Dieser Text gehört zum Projekt „Anregungen von Maurice Godelier“


Auch im Kapitalismus sind es wieder die Eigentumsverhältnisse, die die Produktions- und damit die gesellschaftlichen Verhältnisse als Ganzes wesentlich bestimmen. Man kann kaum sagen, dass je ein bestimmtes Eigentumsverhältnis für je eine Gesellschaftsformation dominant ist. In jeder Gesellschaftsformation wirken verschiedene Eigentumsverhältnisse zusammen. Das persönliche bzw. haushaltbezogene Eigentum an Werkzeugen, Waffen sowie Vieh und die gemeinschaftliche Verfügung über das Territorium verweisen aufeinander. Dass diese Kombination so häufig auftritt, hat wohl den Grund darin, dass Vieh leicht ausgetauscht werden kann, Boden dagegen nicht (vgl. Godelier 1990: 122). Gemeinschaftlich genutzte Allmenderessourcen stützen häufig feudale Ausbeutungsverhältnisse. Die Selbstverwaltung der Dorfgemeinschaften enthebt die Feudalherren der direkten Einflussnahme und ermöglicht trotzdem oder auch gerade dadurch die Erhebung von Abgaben. Gemeinschaft geht mit „Flurzwang“ zusammen. Die sog. „asiatische“ und die feudale Gesellschaftsformation unterscheiden sich nach Godelier übrigens dadurch, dass in Asien der Staat oberster Eigentümer des Bodens blieb und Grundrente und Steuer zusammenfallen, während im Feudalismus Grundrente (an den  Grundherrn) und Steuer (an den Staat) unterschieden sind (Godelier 1990: 126). Die Trennung des Eigentums an Produktionsmitteln und Arbeitskräften im Kapitalismus ermöglicht vorher unglaubliche Kooperationseffekte im konkreten Arbeitsprozess, deren Triebkraft sich von den unmittelbaren Bedürfnissen der Menschen abkoppelt. Gleichzeitig entstehen klassenspezifische Interessen, die jeweils mit ihrem spezifischen Eigentumspositionen im Zusammenhang stehen. Die gesellschaftlichen Strukturen, wie die Eigentumsverhältnisse wirken nicht nur als „Nahelegungen“ auf das individuelle Verhalten, sondern dieses ist in bestimmter Weise interessiert und auf diese Weise auch verständlich.

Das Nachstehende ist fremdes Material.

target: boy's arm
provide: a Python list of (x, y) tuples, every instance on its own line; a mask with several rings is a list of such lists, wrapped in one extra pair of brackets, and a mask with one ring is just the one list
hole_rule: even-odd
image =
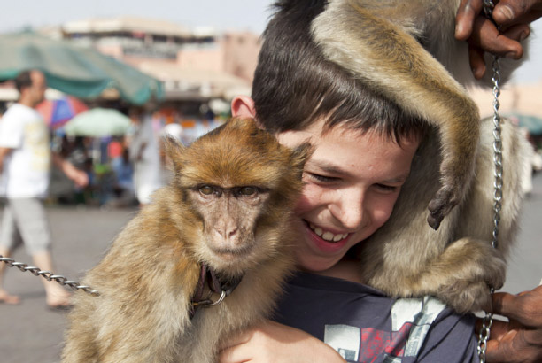
[(78, 187), (86, 187), (89, 185), (89, 176), (81, 170), (77, 169), (72, 163), (66, 160), (56, 152), (52, 153), (52, 162), (58, 169), (60, 169), (66, 176), (74, 181)]
[(230, 339), (225, 346), (219, 363), (345, 363), (333, 348), (310, 334), (270, 321)]

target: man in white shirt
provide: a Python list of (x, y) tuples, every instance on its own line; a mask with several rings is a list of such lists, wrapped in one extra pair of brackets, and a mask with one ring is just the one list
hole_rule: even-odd
[[(47, 84), (37, 70), (21, 73), (15, 80), (20, 93), (0, 120), (0, 196), (5, 197), (0, 226), (0, 255), (9, 257), (24, 242), (36, 266), (54, 271), (50, 254), (49, 222), (42, 203), (49, 188), (51, 161), (76, 185), (88, 184), (87, 174), (59, 155), (51, 153), (49, 130), (35, 107), (43, 100)], [(0, 265), (0, 303), (18, 304), (3, 286), (4, 264)], [(70, 305), (70, 294), (56, 282), (43, 280), (47, 305), (63, 308)]]

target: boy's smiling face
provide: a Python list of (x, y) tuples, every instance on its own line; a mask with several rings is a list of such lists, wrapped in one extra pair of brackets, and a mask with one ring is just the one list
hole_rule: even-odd
[(314, 272), (333, 266), (388, 220), (419, 144), (415, 137), (404, 137), (399, 145), (389, 136), (342, 126), (323, 135), (322, 129), (320, 121), (277, 135), (284, 145), (309, 142), (314, 148), (295, 223), (302, 236), (296, 259)]

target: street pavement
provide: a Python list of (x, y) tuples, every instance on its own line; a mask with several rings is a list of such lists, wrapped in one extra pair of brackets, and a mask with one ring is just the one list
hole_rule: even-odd
[[(512, 293), (530, 290), (542, 278), (542, 174), (535, 175), (533, 184), (503, 288)], [(114, 236), (136, 212), (136, 209), (49, 207), (54, 237), (54, 273), (80, 281), (84, 272), (98, 262)], [(18, 249), (12, 258), (31, 265), (23, 248)], [(23, 301), (19, 305), (0, 305), (0, 363), (59, 361), (66, 313), (46, 307), (39, 279), (42, 277), (28, 272), (7, 269), (5, 288), (19, 295)]]

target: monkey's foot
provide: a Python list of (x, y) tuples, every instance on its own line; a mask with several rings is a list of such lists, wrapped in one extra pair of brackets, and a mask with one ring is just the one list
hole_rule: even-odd
[(18, 305), (20, 304), (20, 297), (10, 295), (6, 290), (0, 290), (0, 304)]
[(433, 229), (438, 229), (445, 216), (459, 203), (457, 190), (443, 187), (430, 201), (428, 205), (430, 215), (427, 217), (427, 221)]

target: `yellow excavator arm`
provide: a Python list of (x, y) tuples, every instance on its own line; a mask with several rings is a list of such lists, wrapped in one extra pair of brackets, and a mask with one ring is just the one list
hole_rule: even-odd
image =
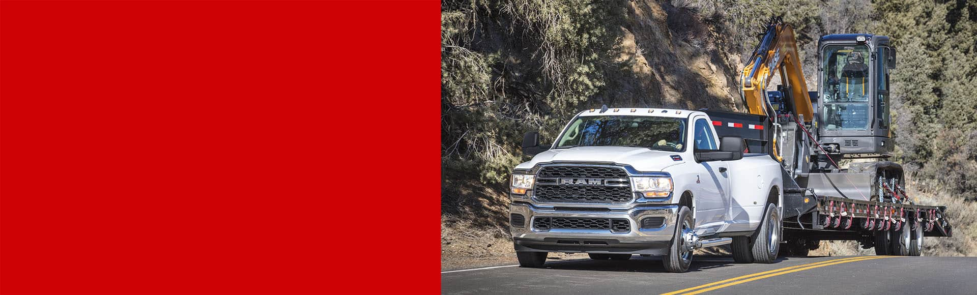
[(779, 72), (784, 84), (784, 98), (790, 111), (802, 115), (805, 123), (814, 117), (814, 105), (807, 93), (807, 82), (801, 69), (797, 39), (790, 25), (775, 19), (743, 69), (743, 97), (749, 113), (770, 116), (770, 103), (765, 90), (774, 73)]

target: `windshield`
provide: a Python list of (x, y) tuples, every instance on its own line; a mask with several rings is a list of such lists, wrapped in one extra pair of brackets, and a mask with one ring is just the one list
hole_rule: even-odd
[(556, 148), (640, 147), (685, 150), (685, 119), (649, 116), (580, 116), (557, 140)]
[(826, 46), (822, 85), (823, 122), (828, 130), (865, 130), (869, 126), (869, 47)]

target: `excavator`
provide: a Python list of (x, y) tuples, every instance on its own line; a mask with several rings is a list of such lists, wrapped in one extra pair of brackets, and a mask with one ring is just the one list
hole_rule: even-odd
[[(951, 236), (946, 207), (915, 204), (902, 166), (888, 160), (889, 73), (896, 67), (890, 38), (825, 35), (816, 57), (818, 89), (809, 91), (793, 29), (771, 20), (743, 69), (750, 115), (725, 113), (730, 121), (760, 120), (769, 128), (733, 130), (727, 126), (735, 124), (713, 122), (717, 133), (743, 137), (747, 148), (781, 162), (782, 249), (804, 256), (821, 240), (858, 240), (878, 255), (918, 256), (924, 236)], [(774, 75), (781, 84), (768, 91)]]

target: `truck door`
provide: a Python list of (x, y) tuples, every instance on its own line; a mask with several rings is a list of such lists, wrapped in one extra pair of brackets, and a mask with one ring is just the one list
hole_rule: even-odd
[[(695, 149), (719, 149), (718, 138), (712, 130), (712, 124), (705, 116), (697, 116), (693, 125), (692, 147)], [(721, 229), (726, 223), (729, 212), (729, 173), (728, 163), (709, 161), (699, 163), (703, 175), (700, 175), (700, 192), (695, 196), (696, 228), (708, 234)]]

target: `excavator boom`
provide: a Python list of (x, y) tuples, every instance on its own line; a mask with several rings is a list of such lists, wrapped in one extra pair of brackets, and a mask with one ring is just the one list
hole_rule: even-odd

Die Möglichkeiten der Formation der gesellschaftlichen Beziehungen und Strukturen sind abhängig von natürlichen Bedingungen und den Ergebnissen früherer gesellschaftlicher Prozesse, die sich vor allem in den produktiven Kräften der Menschen und vergegenständlichten Artefakten, die genutzt und weiterentwickelt werden können, zeigen.  Da jene Faktoren, die die Irreversibilität der Entwicklung verbürgen (wenn auch keinen automatischen Fortschritt), vor allem in den materiellen Gegebenheiten stecken, sind diese die wesentlichen. Hier zeigt sich auch die besondere Bedeutung der Leiblichkeit der Menschen, ihrer sinnlich-gegenständlichen Bedürftigkeit. Diese verbindet menschliches Arbeitshandeln untrennbar mit den natürlichen Lebensgrundlagen. In den religiös dominierten Produktionsverhältnissen ist es vor allem die den Herrschenden zugeschriebene „Beherrschung der Reproduktionsbedingungen“ (ebd.: 164f.), die ihre herrschende Funktion legitimiert.

Während die vorkapitalistischen Gesellschaftsformationen noch sehr direkt die Aneignung der Natur (z.B. des Bodens) auch im Zentrum der Eigentumsregelungen beinhalten, scheint sich die kapitalistische dominante Ökonomie von diesen Grundlagen ablösen zu können. Innerhalb der dominanten ökonomischen Verhältnisse kann die Natur lediglich als „Kostenfaktor“ internalisiert werden. Angesichts des beginnenden Überschreitens der Planetaren Belastungsgrenzen (siehe Schlemm 2015) drohen die Folgen das gesamte Reproduktionssystem auf Grundlage der kapitalistischen Gesellschaftsformation zu zerrütten. Entweder die Folgen selbst zerstören Lebensmöglichkeiten (Hitze, Überflutungen, Ernteausfälle…) oder die Kosten werden tatsächlich gesellschaftlich unbezahlbar. Auf diese Weise wird augenfällig, dass die Verhältnisse zwischen Menschen und Natur in Wirklichkeit Verhältnisse sind, die durch die Gesellschaftsformation vermittelt sind.